7 Things NOT to DO after You are Pre-Approved for a Home Loan

In Buyers by Doug Phelps

Congratulations! 

You decided you weren’t going to waste time looking at houses you didn’t know if you could afford. Instead, you visited with a lender or two and presented your financial case to buy the home of your dreams.

And the lender says – “All is in order and we can pre-approve you. Go forth and find that new home!”

It’s smooth sailing from here, right?  Probably.

However, more than one buyer I have helped in my career has had the wind knocked out of their sails at some point in a real estate purchase by a few missteps.

It is also best to steer clear of the following “Do Not Do’s” until after closing.

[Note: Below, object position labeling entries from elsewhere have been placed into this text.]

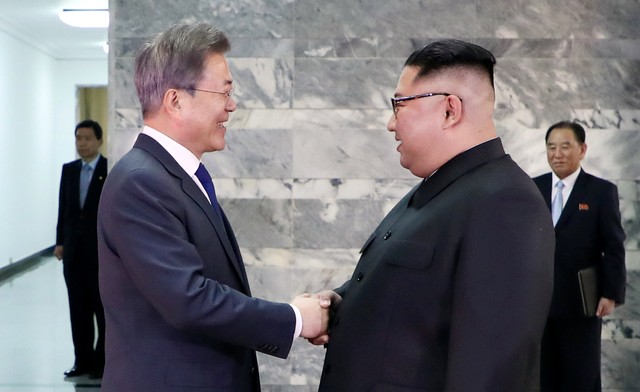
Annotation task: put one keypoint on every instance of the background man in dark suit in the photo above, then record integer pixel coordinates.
(588, 234)
(452, 289)
(77, 245)
(179, 311)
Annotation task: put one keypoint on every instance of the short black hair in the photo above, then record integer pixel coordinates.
(573, 126)
(449, 53)
(97, 129)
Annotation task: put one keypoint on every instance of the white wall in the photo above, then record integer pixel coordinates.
(37, 119)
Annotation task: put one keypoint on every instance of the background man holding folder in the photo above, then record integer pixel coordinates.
(589, 234)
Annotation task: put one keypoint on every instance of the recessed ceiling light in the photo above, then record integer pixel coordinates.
(85, 17)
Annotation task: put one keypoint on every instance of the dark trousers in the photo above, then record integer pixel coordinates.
(85, 306)
(570, 359)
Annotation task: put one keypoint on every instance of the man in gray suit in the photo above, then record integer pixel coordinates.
(179, 311)
(452, 289)
(589, 234)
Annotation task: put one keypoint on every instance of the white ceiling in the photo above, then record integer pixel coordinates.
(36, 23)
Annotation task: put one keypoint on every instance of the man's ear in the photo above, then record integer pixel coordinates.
(171, 101)
(453, 109)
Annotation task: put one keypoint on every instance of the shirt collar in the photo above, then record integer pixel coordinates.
(569, 181)
(180, 153)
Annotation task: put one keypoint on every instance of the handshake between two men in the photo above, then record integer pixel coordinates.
(315, 313)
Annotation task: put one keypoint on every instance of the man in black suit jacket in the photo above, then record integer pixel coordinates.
(452, 289)
(77, 246)
(178, 307)
(588, 234)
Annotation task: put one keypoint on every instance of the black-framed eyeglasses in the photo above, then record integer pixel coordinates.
(396, 100)
(227, 93)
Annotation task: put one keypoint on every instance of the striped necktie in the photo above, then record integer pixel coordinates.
(556, 206)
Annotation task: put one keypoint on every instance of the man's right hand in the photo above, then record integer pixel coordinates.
(57, 252)
(315, 315)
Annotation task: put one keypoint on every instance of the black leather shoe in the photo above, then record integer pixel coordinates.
(96, 374)
(75, 372)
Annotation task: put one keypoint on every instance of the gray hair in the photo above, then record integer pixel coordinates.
(175, 59)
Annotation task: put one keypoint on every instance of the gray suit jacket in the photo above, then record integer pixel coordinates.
(588, 234)
(452, 289)
(179, 315)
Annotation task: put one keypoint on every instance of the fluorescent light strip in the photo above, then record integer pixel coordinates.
(97, 18)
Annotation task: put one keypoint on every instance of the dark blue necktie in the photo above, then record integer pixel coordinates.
(207, 183)
(85, 179)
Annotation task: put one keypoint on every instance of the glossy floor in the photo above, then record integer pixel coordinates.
(35, 336)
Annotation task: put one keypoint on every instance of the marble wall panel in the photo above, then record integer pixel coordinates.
(310, 169)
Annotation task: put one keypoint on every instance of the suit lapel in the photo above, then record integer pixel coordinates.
(97, 180)
(75, 182)
(190, 188)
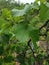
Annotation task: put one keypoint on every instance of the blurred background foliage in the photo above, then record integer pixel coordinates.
(18, 24)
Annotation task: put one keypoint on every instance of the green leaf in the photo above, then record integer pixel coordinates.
(44, 12)
(24, 11)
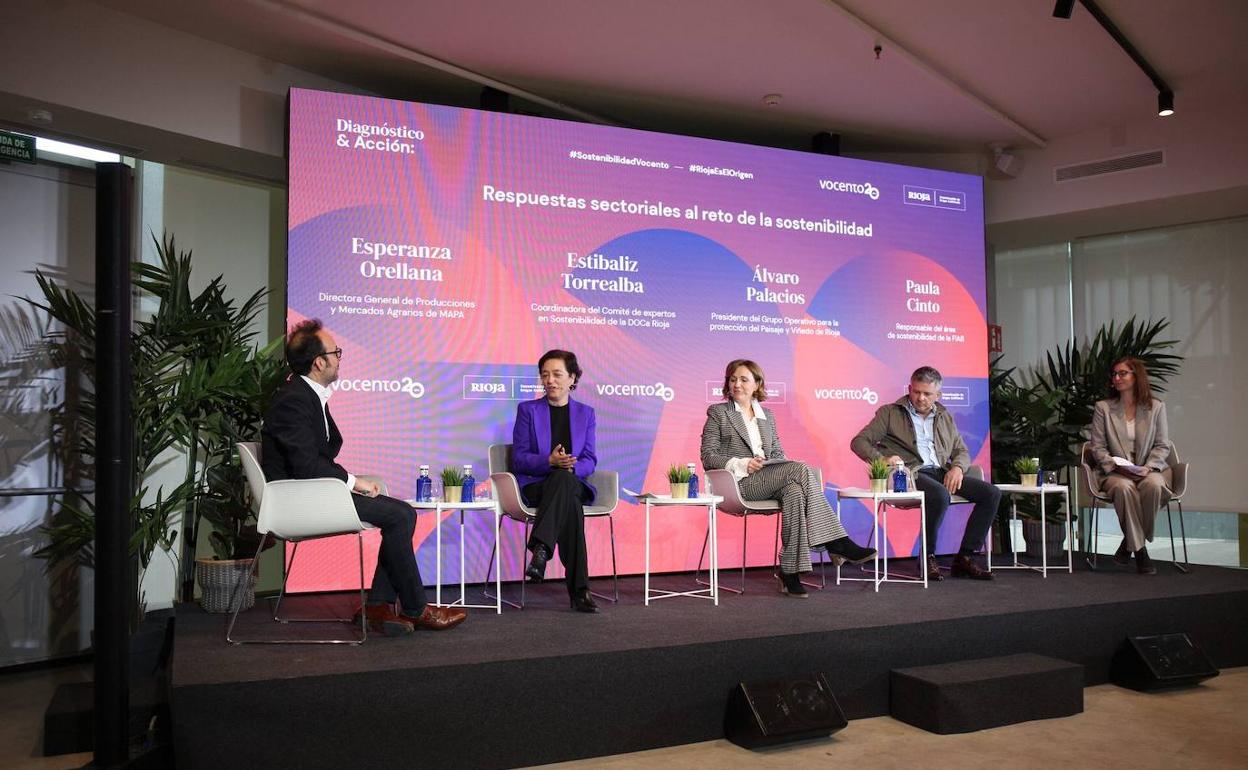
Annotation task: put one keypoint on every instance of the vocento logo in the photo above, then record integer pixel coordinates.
(412, 387)
(866, 394)
(658, 391)
(866, 189)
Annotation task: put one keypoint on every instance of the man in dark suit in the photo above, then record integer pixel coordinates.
(301, 441)
(919, 431)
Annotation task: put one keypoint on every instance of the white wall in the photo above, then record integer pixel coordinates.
(1203, 154)
(105, 63)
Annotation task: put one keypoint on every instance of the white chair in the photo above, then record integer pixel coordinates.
(297, 511)
(1098, 498)
(512, 504)
(723, 483)
(975, 472)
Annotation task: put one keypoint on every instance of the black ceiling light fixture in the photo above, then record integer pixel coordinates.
(1165, 104)
(1165, 94)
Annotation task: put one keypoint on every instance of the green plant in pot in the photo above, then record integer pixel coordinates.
(1045, 411)
(199, 385)
(877, 471)
(452, 484)
(678, 477)
(1027, 468)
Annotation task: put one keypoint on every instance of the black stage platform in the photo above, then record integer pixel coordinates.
(546, 684)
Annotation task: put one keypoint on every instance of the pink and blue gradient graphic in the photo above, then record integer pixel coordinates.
(442, 325)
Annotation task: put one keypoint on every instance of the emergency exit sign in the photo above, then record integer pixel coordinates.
(16, 147)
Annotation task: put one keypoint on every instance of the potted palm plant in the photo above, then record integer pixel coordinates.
(1027, 468)
(199, 386)
(877, 471)
(1046, 409)
(678, 476)
(452, 484)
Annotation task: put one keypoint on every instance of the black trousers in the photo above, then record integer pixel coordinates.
(985, 496)
(560, 502)
(397, 575)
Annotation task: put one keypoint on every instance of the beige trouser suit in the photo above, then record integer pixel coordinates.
(806, 518)
(1136, 501)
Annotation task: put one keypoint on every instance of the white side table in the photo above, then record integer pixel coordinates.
(1041, 492)
(708, 502)
(437, 507)
(880, 502)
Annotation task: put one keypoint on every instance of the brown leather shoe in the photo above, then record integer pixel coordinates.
(965, 567)
(383, 619)
(437, 618)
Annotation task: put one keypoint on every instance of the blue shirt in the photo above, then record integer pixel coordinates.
(925, 434)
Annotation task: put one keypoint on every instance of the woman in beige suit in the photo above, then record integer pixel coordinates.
(1130, 444)
(741, 437)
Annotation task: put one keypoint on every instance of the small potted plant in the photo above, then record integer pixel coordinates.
(877, 471)
(1027, 468)
(679, 478)
(452, 484)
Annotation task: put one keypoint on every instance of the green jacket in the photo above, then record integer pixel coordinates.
(892, 432)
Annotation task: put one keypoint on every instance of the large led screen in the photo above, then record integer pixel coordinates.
(447, 248)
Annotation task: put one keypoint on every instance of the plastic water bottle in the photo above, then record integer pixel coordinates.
(899, 477)
(424, 486)
(469, 486)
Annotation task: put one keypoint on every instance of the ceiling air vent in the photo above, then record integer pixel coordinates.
(1112, 165)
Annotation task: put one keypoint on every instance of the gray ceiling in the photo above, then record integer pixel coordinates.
(952, 75)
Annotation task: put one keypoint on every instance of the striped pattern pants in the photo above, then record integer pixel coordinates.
(806, 519)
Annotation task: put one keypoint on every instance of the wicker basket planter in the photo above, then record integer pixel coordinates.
(217, 579)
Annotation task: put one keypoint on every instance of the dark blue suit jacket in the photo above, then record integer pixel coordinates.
(531, 441)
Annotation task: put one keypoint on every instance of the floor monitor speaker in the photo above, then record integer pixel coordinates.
(769, 713)
(1165, 660)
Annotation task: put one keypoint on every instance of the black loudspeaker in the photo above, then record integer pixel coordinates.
(825, 142)
(769, 713)
(1166, 660)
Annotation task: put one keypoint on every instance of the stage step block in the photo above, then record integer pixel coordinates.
(987, 693)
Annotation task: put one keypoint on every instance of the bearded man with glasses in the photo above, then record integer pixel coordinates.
(300, 439)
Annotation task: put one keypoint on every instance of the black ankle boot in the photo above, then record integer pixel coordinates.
(536, 570)
(790, 584)
(844, 549)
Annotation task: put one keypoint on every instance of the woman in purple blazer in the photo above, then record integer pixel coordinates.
(552, 456)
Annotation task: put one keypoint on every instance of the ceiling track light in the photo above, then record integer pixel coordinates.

Do Not Take On Any New Debt

The temptation can be so strong. You are excited. There are so many big purchases you often want to make in connection with a home purchase: new appliances, window treatments, furniture, etc. This includes no new car too!

When you add to this the fact that so many places these days offer easy terms and little or no money down scenarios – well, why not just do it?

Answer: You should not take on any new debt once you are pre-approved for a home loan because you will change what the mortgage industry calls your debt-to-income (DTI) ratio, the relationship of your income to your debt.  This could move you beyond the financing threshold that preapproved you. And this could derail the deal.

Do Not Let Anybody Run Your Credit

Closely following the first thing, avoid activity that could involve getting your credit checked. Like signing up for a new credit card or co-signing for a family member or any shopping in the furniture store.

Why?

Because each time your credit is pulled it is reported by the credit agencies, it is detrimental to your credit score. You want to keep your score as high as possible during this time.

BTW, an interesting side note: Applying to more than one mortgage lender does not negatively impact your credit score.

Do Not Pay On Any “Negative” Items On Your Credit Report

This temptation can be strong. While commendable, doing so can bring the items that perhaps have been in the long-term past to current and up front in your credit report. And lower your score. Do not do anything unless your lender advises you to. I say again: Talk to your lender first.

Do Not Share Any Plans You Have For The Home Until After You Move In

Thinking about remodeling the kitchen, finishing the basement, putting a gazebo or putting green in the back yard? Keep these plans to yourself. The reason is similar to the above – you could cause a lender to recalculate your DTI.

Do Not Change Jobs

Have an opportunity to make a career move? Doing so during the time between your mortgage application and the closing on the home can be problematic.

But … you ask, “What if it’s a BETTER job and for MORE money … and in my SAME company?” This is likely ok and helps your DTI ratio.

However, if the last phrase is instead “… and in a DIFFERENT field?” Not good.

Stay strong and wait until after closing. One of the factors mortgage lenders consider is length of present employment – and they are very partial to stability in the same organization and especially in the same field of work.

Do Not Pack Too Soon

Well, go ahead and pack your clothes and dishes.

But do not pack your bank statements, tax returns, or other important paperwork. More than one buyer has had closing delayed because additional paperwork was required right before closing. Pack these last into the moving van.

Important Final Note

The lender could recheck your credit as close as 24 hours before closing, so do not think you are “in the clear” when the lender says “cleared to close” a few days prior to closing.

The thing to remember is all of this: Get through closing and into the house first.